Imagine the top of the funnel as a space brimming with a cacophony of thoughts, emotions, and narratives. At this point, it’s hard to trace back to the pure, initial feelings we started with. Jun Po speaks of this complexity as a clouding of our original nature, influenced heavily by our external circumstances and internal dialogues. The funnel’s broad opening is full of these clouds, distorting the clear sky of our inner selves.
Here lies the most potent opportunity for transformation—the point where we can intercept these layered, complex thoughts before they solidify into beliefs or actions. As someone who has guided millions through the journey of inner peace, I advocate for practices that help us become aware of this crucial interception point. Whether it’s a guided meditation focusing on the breath or a mindfulness practice rooted in Zen philosophy, the key is to catch these thoughts and emotions, examining them before they become too convoluted to untangle.
While it’s a challenge to navigate the complex landscape of thoughts and emotions, the good news is we can retrace our steps back to that point of origin. Alan Watts often speaks of “the wisdom of insecurity,” suggesting that our true nature can be found in embracing uncertainty and returning to that initial point of pure awareness. When we do so, a sense of clarity and inner peace naturally emerges, allowing us to experience life from a more grounded perspective.
For those wondering how to navigate their own thought funnels, there are several techniques that can help. Mindfulness meditation, for example, is a practice I’ve extensively covered in my teachings on Insight Timer and AURA. In addition, Eckhart Tolle’s teachings about “The Power of Now” offer valuable insights into staying rooted in the present moment. The idea is to cultivate practices that help us remain aware, so we can intercept and understand our thoughts as they arise and expand.
The concept of the “Funnel of Thoughts” isn’t limited to Zen Buddhism, the teachings of Eckhart Tolle, or the insights of Alan Watts and Jun Po. Rather, it finds echoes in multiple spiritual traditions and teachings, illustrating its universal relevance. Take, for example, the Christian teachings of Jesus Christ.
In the famous Sermon on the Mount, Jesus begins with the Beatitudes—a list of blessed states that include being poor in spirit, meek, and merciful. These could be seen as virtues emanating from a similar “point of origin” within the human spirit. From this foundation, the sermon expands into a complex but coherent guide for ethical and spiritual living, covering everything from anger and lust to love for enemies.
The funnel’s concept and the Sermon on the Mount both start from basic human virtues and values, widening into intricate guidelines for a complex world. However, they also offer a pathway back to simplicity, advocating for a return to these foundational virtues when life’s complexities become overwhelming.

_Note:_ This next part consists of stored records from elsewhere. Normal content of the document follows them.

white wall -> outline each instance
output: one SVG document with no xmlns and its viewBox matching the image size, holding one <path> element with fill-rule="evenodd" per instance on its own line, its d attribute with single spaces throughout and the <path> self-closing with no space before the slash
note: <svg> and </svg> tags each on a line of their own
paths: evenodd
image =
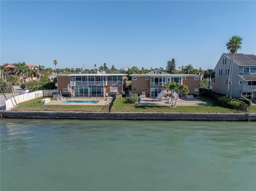
<svg viewBox="0 0 256 191">
<path fill-rule="evenodd" d="M 17 104 L 22 103 L 25 101 L 28 101 L 33 99 L 38 98 L 43 96 L 51 96 L 52 93 L 54 92 L 58 93 L 57 90 L 39 90 L 36 92 L 30 92 L 30 93 L 26 93 L 14 97 L 15 100 Z M 15 105 L 15 101 L 14 98 L 5 101 L 6 110 L 8 110 L 12 108 Z"/>
</svg>

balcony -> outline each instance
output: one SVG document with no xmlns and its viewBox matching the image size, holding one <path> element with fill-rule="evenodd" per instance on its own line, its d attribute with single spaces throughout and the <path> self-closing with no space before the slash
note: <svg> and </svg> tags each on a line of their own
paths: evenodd
<svg viewBox="0 0 256 191">
<path fill-rule="evenodd" d="M 256 86 L 248 86 L 247 91 L 252 92 L 256 91 Z"/>
</svg>

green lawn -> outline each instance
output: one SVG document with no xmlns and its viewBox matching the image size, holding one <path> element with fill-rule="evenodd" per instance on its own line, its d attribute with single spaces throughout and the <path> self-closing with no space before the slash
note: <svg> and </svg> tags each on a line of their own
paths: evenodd
<svg viewBox="0 0 256 191">
<path fill-rule="evenodd" d="M 12 109 L 14 111 L 72 111 L 84 112 L 108 112 L 108 105 L 43 105 L 40 103 L 42 98 L 34 99 L 19 104 Z M 112 112 L 198 112 L 198 113 L 237 113 L 242 112 L 233 109 L 218 106 L 216 102 L 208 98 L 200 98 L 211 104 L 207 106 L 177 106 L 172 108 L 166 105 L 137 105 L 128 103 L 128 98 L 116 99 L 111 109 Z M 52 98 L 52 100 L 53 99 Z M 251 109 L 256 110 L 256 107 Z M 251 110 L 250 110 L 250 112 Z"/>
</svg>

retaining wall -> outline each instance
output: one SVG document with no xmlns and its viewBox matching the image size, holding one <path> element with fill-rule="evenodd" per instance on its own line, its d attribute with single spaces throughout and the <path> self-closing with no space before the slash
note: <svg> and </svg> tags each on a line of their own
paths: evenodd
<svg viewBox="0 0 256 191">
<path fill-rule="evenodd" d="M 256 121 L 256 113 L 102 113 L 5 111 L 1 118 Z"/>
</svg>

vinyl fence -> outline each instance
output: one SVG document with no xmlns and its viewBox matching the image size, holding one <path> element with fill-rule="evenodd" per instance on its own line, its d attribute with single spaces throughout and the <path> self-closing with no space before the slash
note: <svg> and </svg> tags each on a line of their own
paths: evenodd
<svg viewBox="0 0 256 191">
<path fill-rule="evenodd" d="M 52 93 L 54 92 L 58 93 L 57 90 L 39 90 L 36 92 L 30 92 L 15 96 L 14 98 L 17 102 L 17 104 L 28 101 L 33 99 L 38 98 L 40 97 L 51 96 Z M 15 101 L 14 98 L 5 101 L 5 110 L 7 110 L 14 107 L 16 105 Z"/>
</svg>

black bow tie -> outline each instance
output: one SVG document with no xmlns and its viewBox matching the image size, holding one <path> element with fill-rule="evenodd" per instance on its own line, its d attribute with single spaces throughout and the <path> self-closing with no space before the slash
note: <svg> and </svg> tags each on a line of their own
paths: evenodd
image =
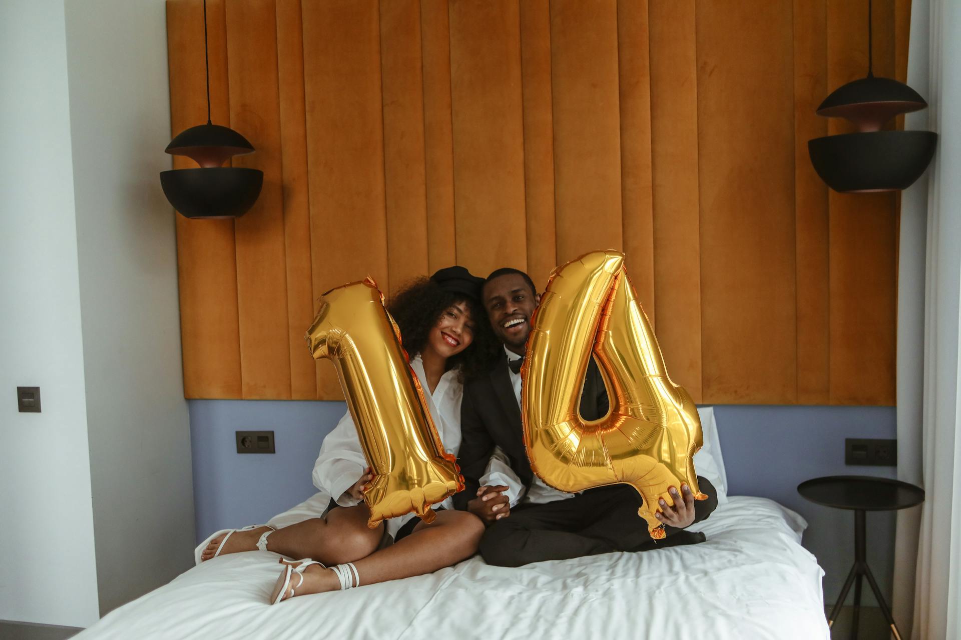
<svg viewBox="0 0 961 640">
<path fill-rule="evenodd" d="M 510 370 L 513 371 L 514 373 L 521 372 L 521 365 L 523 364 L 524 364 L 524 356 L 521 356 L 517 360 L 507 360 L 507 367 L 509 367 Z"/>
</svg>

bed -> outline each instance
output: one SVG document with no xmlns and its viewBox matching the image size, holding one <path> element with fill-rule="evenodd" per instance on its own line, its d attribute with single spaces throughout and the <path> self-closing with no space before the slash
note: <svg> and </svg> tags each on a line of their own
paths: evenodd
<svg viewBox="0 0 961 640">
<path fill-rule="evenodd" d="M 713 415 L 702 414 L 716 486 L 726 487 Z M 709 423 L 708 423 L 709 420 Z M 712 433 L 713 431 L 713 433 Z M 718 470 L 717 467 L 720 466 Z M 713 481 L 713 479 L 712 479 Z M 720 483 L 720 485 L 718 484 Z M 719 496 L 720 498 L 720 496 Z M 692 527 L 707 541 L 520 568 L 479 557 L 433 574 L 267 604 L 270 552 L 204 562 L 121 606 L 77 638 L 829 638 L 806 523 L 765 498 L 719 500 Z M 323 513 L 318 494 L 269 524 Z"/>
</svg>

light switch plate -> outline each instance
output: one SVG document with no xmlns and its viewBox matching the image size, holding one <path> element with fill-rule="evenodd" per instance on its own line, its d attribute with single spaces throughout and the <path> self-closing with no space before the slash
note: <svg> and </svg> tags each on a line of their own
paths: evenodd
<svg viewBox="0 0 961 640">
<path fill-rule="evenodd" d="M 856 466 L 898 466 L 898 440 L 846 438 L 844 463 Z"/>
<path fill-rule="evenodd" d="M 235 431 L 237 453 L 277 453 L 272 431 Z"/>
<path fill-rule="evenodd" d="M 16 406 L 21 414 L 40 413 L 40 388 L 17 387 Z"/>
</svg>

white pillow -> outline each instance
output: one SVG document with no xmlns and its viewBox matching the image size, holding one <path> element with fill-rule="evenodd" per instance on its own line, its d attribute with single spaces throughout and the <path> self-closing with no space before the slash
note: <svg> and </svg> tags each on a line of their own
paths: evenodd
<svg viewBox="0 0 961 640">
<path fill-rule="evenodd" d="M 694 454 L 694 468 L 699 476 L 703 476 L 714 485 L 718 504 L 727 502 L 727 474 L 721 456 L 721 440 L 718 439 L 718 425 L 714 419 L 714 407 L 698 407 L 701 416 L 701 433 L 704 445 Z"/>
</svg>

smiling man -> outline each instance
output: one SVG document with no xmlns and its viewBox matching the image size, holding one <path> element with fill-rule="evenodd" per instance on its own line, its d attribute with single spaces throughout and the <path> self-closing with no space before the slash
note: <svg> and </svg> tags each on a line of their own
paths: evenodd
<svg viewBox="0 0 961 640">
<path fill-rule="evenodd" d="M 614 485 L 565 493 L 534 475 L 524 447 L 520 370 L 540 296 L 527 273 L 505 268 L 487 276 L 481 302 L 505 348 L 487 375 L 477 376 L 464 387 L 460 410 L 463 439 L 457 462 L 466 489 L 456 493 L 454 501 L 457 509 L 475 513 L 487 525 L 480 540 L 484 560 L 520 566 L 702 541 L 703 533 L 683 531 L 707 517 L 717 506 L 714 487 L 700 476 L 702 490 L 711 498 L 695 502 L 686 485 L 676 487 L 672 491 L 675 507 L 663 501 L 660 506 L 667 537 L 655 543 L 647 523 L 637 515 L 640 497 L 632 487 Z M 592 358 L 580 396 L 580 415 L 595 420 L 604 417 L 607 409 L 604 379 Z M 519 494 L 506 484 L 480 486 L 479 479 L 492 455 L 520 478 L 524 487 Z"/>
</svg>

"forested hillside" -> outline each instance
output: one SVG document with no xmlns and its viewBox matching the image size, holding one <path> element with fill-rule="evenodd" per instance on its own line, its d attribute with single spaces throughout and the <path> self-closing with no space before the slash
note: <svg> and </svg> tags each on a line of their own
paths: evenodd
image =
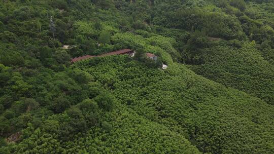
<svg viewBox="0 0 274 154">
<path fill-rule="evenodd" d="M 273 0 L 0 2 L 0 153 L 273 153 Z"/>
</svg>

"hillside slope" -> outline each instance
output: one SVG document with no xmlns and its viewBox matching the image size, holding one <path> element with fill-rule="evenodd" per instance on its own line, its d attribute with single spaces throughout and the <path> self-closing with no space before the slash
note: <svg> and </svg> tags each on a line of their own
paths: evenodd
<svg viewBox="0 0 274 154">
<path fill-rule="evenodd" d="M 202 152 L 273 151 L 271 105 L 179 64 L 163 71 L 127 62 L 126 57 L 90 60 L 75 67 L 109 85 L 121 103 L 187 137 Z"/>
</svg>

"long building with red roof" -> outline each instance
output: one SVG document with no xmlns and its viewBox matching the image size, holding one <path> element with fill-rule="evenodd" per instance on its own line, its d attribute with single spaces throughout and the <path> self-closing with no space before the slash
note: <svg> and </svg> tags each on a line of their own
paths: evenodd
<svg viewBox="0 0 274 154">
<path fill-rule="evenodd" d="M 134 51 L 133 50 L 129 49 L 123 49 L 121 50 L 118 50 L 116 51 L 102 54 L 98 56 L 90 56 L 90 55 L 85 55 L 82 57 L 76 57 L 76 58 L 72 59 L 72 60 L 71 60 L 71 62 L 74 63 L 79 61 L 87 59 L 89 59 L 89 58 L 93 58 L 95 57 L 105 57 L 105 56 L 107 56 L 119 55 L 123 55 L 123 54 L 128 54 L 128 55 L 132 55 L 133 54 L 134 54 Z"/>
<path fill-rule="evenodd" d="M 102 54 L 98 56 L 90 56 L 90 55 L 85 55 L 81 57 L 76 57 L 72 59 L 71 60 L 71 62 L 73 63 L 77 61 L 79 61 L 82 60 L 87 59 L 95 57 L 105 57 L 105 56 L 112 56 L 112 55 L 124 55 L 124 54 L 128 54 L 131 56 L 134 56 L 134 51 L 132 50 L 129 49 L 125 49 L 123 50 L 120 50 L 116 51 L 114 51 L 112 52 L 107 53 L 105 54 Z M 148 57 L 150 58 L 151 59 L 153 59 L 154 60 L 157 60 L 157 56 L 153 54 L 147 53 L 146 54 L 146 55 Z"/>
</svg>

This idea of an originating point and an expanding funnel of thoughts and actions can be found in numerous other traditions, from Hinduism’s focus on “Atman2” or the inner self, to Islamic teachings about the “fitrah3,” or natural disposition. Across these divergent paths, the essence remains the same: the journey from a singular, pure point of awareness towards complexity and back again is a universal human experience.

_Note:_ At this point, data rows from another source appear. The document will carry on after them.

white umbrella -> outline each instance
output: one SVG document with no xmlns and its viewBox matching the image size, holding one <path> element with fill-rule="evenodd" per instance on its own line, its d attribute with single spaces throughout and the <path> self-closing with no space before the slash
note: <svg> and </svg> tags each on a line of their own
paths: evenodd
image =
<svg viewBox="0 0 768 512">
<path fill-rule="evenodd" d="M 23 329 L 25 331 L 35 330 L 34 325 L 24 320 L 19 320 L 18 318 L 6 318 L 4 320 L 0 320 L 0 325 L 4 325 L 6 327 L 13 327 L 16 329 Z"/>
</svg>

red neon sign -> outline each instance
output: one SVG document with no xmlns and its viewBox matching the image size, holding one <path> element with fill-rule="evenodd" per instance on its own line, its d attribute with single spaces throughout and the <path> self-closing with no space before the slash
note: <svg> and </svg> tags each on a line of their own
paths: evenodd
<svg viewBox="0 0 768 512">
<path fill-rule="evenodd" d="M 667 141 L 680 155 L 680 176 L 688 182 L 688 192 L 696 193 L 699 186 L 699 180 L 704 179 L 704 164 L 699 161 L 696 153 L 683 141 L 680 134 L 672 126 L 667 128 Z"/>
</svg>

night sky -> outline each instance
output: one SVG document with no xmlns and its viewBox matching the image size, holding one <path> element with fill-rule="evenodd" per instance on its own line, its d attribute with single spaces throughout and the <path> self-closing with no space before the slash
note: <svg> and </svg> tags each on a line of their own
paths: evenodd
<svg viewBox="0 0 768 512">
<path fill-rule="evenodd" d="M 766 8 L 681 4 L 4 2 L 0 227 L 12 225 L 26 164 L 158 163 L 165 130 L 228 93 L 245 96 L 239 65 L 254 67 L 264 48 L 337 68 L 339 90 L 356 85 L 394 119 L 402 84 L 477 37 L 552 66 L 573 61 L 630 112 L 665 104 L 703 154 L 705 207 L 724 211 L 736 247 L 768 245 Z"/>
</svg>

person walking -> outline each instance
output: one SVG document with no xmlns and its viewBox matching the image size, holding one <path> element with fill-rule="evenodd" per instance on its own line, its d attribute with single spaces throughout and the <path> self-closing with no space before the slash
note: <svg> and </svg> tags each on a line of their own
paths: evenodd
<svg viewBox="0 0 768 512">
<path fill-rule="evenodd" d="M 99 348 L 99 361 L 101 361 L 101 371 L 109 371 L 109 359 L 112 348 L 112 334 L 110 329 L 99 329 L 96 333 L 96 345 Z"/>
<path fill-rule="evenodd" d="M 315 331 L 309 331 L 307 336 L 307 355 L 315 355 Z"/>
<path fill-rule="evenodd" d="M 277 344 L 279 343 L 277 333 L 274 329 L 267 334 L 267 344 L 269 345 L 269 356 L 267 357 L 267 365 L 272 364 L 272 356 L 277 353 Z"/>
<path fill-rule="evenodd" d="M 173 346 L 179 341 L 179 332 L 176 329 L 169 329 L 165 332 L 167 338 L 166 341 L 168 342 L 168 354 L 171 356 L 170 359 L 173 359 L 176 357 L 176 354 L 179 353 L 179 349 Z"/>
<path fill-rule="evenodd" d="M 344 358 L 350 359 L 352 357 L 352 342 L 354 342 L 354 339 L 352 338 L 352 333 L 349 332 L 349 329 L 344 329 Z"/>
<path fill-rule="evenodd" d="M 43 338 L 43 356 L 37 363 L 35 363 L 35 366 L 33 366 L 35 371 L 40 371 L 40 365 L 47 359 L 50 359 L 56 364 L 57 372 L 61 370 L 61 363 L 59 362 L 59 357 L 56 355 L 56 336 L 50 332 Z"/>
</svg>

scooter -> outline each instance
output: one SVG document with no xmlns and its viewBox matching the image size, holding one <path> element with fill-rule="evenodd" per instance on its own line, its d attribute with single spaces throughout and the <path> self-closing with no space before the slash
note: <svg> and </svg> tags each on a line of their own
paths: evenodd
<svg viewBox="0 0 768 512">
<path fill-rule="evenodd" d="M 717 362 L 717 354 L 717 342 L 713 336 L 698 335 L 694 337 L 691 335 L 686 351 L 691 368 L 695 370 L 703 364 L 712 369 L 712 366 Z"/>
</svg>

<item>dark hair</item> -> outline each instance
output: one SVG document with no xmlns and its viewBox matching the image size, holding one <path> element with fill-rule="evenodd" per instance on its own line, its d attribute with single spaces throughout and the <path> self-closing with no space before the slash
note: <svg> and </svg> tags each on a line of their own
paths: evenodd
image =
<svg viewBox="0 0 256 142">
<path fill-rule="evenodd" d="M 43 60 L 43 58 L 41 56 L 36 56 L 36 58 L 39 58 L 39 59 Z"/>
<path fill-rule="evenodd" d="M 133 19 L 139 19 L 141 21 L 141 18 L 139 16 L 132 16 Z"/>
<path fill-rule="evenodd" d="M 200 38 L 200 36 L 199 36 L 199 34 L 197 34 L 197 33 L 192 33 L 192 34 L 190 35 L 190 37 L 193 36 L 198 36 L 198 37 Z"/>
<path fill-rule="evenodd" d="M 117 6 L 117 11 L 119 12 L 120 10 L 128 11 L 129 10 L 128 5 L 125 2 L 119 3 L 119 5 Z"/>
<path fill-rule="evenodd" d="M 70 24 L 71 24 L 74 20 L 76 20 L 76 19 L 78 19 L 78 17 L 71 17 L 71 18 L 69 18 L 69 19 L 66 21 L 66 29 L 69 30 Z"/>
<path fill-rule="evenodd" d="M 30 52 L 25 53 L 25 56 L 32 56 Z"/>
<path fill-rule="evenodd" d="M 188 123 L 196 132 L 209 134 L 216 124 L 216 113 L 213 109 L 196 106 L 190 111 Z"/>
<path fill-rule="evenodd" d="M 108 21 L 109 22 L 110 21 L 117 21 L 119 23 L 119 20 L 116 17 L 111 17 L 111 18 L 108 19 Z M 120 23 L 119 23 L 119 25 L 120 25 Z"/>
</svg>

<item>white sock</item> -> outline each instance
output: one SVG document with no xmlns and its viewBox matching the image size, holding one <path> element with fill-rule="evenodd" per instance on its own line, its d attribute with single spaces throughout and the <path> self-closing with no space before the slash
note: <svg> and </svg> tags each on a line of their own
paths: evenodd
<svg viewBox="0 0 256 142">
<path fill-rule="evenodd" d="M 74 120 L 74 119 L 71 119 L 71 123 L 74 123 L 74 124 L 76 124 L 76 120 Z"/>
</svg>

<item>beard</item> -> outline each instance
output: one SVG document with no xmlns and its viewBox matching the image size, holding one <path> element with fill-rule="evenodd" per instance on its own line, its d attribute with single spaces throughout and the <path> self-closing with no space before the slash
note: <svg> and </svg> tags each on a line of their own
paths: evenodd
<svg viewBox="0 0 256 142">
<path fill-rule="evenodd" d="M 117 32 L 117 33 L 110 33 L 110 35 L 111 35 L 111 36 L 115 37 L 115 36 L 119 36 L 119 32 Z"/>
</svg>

The journey of a thought through the funnel is both intriguing and enlightening. It shows us how a single point of pure awareness can manifest into complex layers that shape our perception and, ultimately, our lives. The power lies in our ability to intercept these layers, to understand their origins, and to guide them towards a more peaceful and authentic existence. So, as you navigate your own internal funnels, remember that the path to clarity and peace is not outward but inward, towards that singular point of true self.